Friday, February 10th 2012

NVIDIA GeForce Kepler Packs Radically Different Number Crunching Machinery

NVIDIA is bound to kickstart its competitive graphics processor lineup to AMD's Southern Islands Radeon HD 7000 series with GeForce Kepler 104 (GK104). We are learning through reliable sources that NVIDIA will implement a radically different design (by NVIDIA's standards anyway) for its CUDA core machinery, while retaining the basic hierarchy of components in its GPU similar to Fermi. The new design would ensure greater parallelism. The latest version of GK104's specifications looks like this:

SIMD Hierarchy
  • 4 Graphics Processing Clusters (GPC)
  • 4 Streaming Multiprocessors (SM) per GPC = 16 SM
  • 96 Stream Processors (SP) per SM = 1536 CUDA cores


TMU / Geometry Domain
  • 8 Texture Units (TMU) per SM = 128 TMUs
  • 32 Raster OPeration Units (ROPs)
Memory
  • 256-bit wide GDDR5 memory interface
  • 2048 MB (2 GB) memory amount standard
Clocks/Other
  • 950 MHz core/CUDA core (no hot-clocks)
  • 1250 MHz actual (5.00 GHz effective) memory, 160 GB/s memory bandwidth
  • 2.9 TFLOP/s single-precision floating point compute power
  • 486 GFLOP/s double-precision floating point compute power
  • Estimated die-area 340mm²
Source: 3DCenter.org
Add your own comment

139 Comments on NVIDIA GeForce Kepler Packs Radically Different Number Crunching Machinery

#1
phanbuey
wow... that is definitely different...
Posted on Reply
#2
Live OR Die
I bet your mommy always told you to eat your greens ;)
Posted on Reply
#3
ViperXTR
its looking like an AMD specification now hehe (wait 32 ROPs? D: )
Posted on Reply
#4
puma99dk|
i just hope they a serious about that 2048mb of memory if not it will be a shame.
Posted on Reply
#5
EpicShweetness
These specs are defiantly strange for an Nvidia chip. 1536 CUDA Cores is triple that of the GTX 580, yet with only a 30% reduction in the size of the fabrication as well the fact that GK104 is smaller then GF110. This only indicates a few things, a "nerf" on the CUDA core itself, or the architecture is much more "cluster based". Very Interesting I'll be following this closely
Posted on Reply
#6
LAN_deRf_HA
It's a lot more shaders but they're running much slower too. Seems it'd even out on the heat front.
Posted on Reply
#7
ViperXTR
just like what the HD 2000 and the present 7000 cards are doing, moar shaders but lower clocks (or rather clocks are tied with the TMU/ROP clocks)
Posted on Reply
#8
radrok
My massive loop is waiting for the heat :rockout:
Posted on Reply
#9
hardcore_gamer
Die size is very close to that of 7970 (365mm2). Interesting:cool:
Posted on Reply
#10
radarblade
Seems like Nvidia's pretty prepped up to wipe AMD off the slate! But what would be the TDP on these things? Preferably lesser than the earlier 480 and 580 heaters. :)
Posted on Reply
#11
theoneandonlymrk
Interested In how this is going to be 50% faster then a7970 they seem similar I'm shader layout
Posted on Reply
#12
NC37
The end of NV's monolithic GPU era is at hand...was about to say...Bout freaken time! ATI was slower at first when they switched but I knew eventually NV would have to change too.

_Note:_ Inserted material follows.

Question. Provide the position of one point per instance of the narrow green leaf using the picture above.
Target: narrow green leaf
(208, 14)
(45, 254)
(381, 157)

Very interested to see how well NV does at ATI's own game.
Posted on Reply
#13
gaximodo
this isn't supposed to be NV's flagship anywayz.
Posted on Reply
#14
Xaser04
by: gaximodo
this isn't supposed to be NV's flagship anywayz.
GK104 so GTX560Ti replacement (ish).

Considering this is 1536 shaders it would be logical to assume that the full fat model would have 2048 shaders, after all the GTX560TI was - in simplistic terms - roughly 75% of a GTX580.

The shader count itself is very interesting.

The increase in shaders (384-1536 if we assume a GTX560TI replacement) would suggest that each Kepler shader is less complex than its Fermi contemporary.

If we also assume similar performance to the HD7950 (doesn't seem to unrealistic) then clock for clock GCN and Kepler could be quite evenly matched (HD7950 has more shaders but a lower core clock).

Should be very interesting.
Posted on Reply
#15
Crap Daddy
by: theoneandonlymrk
Interested In how this is going to be 50% faster then a7970 they seem similar I'm shader layout
This is not going to be 50% faster than 7970. Judging by the specs it should fall between 7950 and 7970 at a rumored 300$.
GK110 will probably be the Tahiti killer. At a price...
Posted on Reply
#16
Red_Machine
At this rate, I will feel compelled to replace my 580. GK110 will likely be 70-80% faster...
Posted on Reply
#17
pantherx12
by: Red_Machine
At this rate, I will feel compelled to replace my 580. GK110 will likely be 70-80% faster...
I reckon it will be half that, at best. :p
Posted on Reply
#18
Benetanegia
I assume this specs have been judged legit since Btarunr did post them unlike most others.

Ah crap they are too different, imposible to guesstimate the performance based on them (don't know how other people are so sure). I'll try to make my analysis anyway.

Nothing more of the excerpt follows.